Let $\vec{a}$ and $\vec{b}$ be two vectors such that $|\vec{a}| = 1$, $|\vec{b}| = 2$ and the angle formed by $\vec{a}$ and $\vec{b}$ is $60^\circ$. Set $\vec{u} = x\vec{a} + \vec{b}$ and $\vec{v} = x\vec{a} - \vec{b}$ for a real number $x$. When $x > 1$, we are to find the value of $x$ such that the angle formed by $\vec{u}$ and $\vec{v}$ is $30^\circ$. In the following, $\vec{u} \cdot \vec{v}$ denotes the inner product of $\vec{u}$ and $\vec{v}$, and $\vec{a} \cdot \vec{b}$ denotes the inner product of $\vec{a}$ and $\vec{b}$.

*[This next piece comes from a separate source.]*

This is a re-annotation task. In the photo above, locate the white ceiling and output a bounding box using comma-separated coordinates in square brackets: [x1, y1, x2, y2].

First of all, since the angle formed by $\vec{u}$ and $\vec{v}$ is $30^\circ$, we obtain $$(\vec{u} \cdot \vec{v})^2 = \frac{\mathbf{A}}{\mathbf{B}}|\vec{u}|^2|\vec{v}|^2.$$
When we express this equation in terms of $x$, noting $\vec{a} \cdot \vec{b} = \mathbf{C}$, we have $$x^4 - \mathbf{DE}x^2 + \mathbf{FG} = 0.$$
By transforming this, we also have $$\left(x^2 - \mathbf{H}\right)^2 = (\mathbf{I}x)^2.$$
When this is solved for $x$, we obtain $$x = \mathbf{J} + \sqrt{\mathbf{KL}},$$ noting $x > 1$.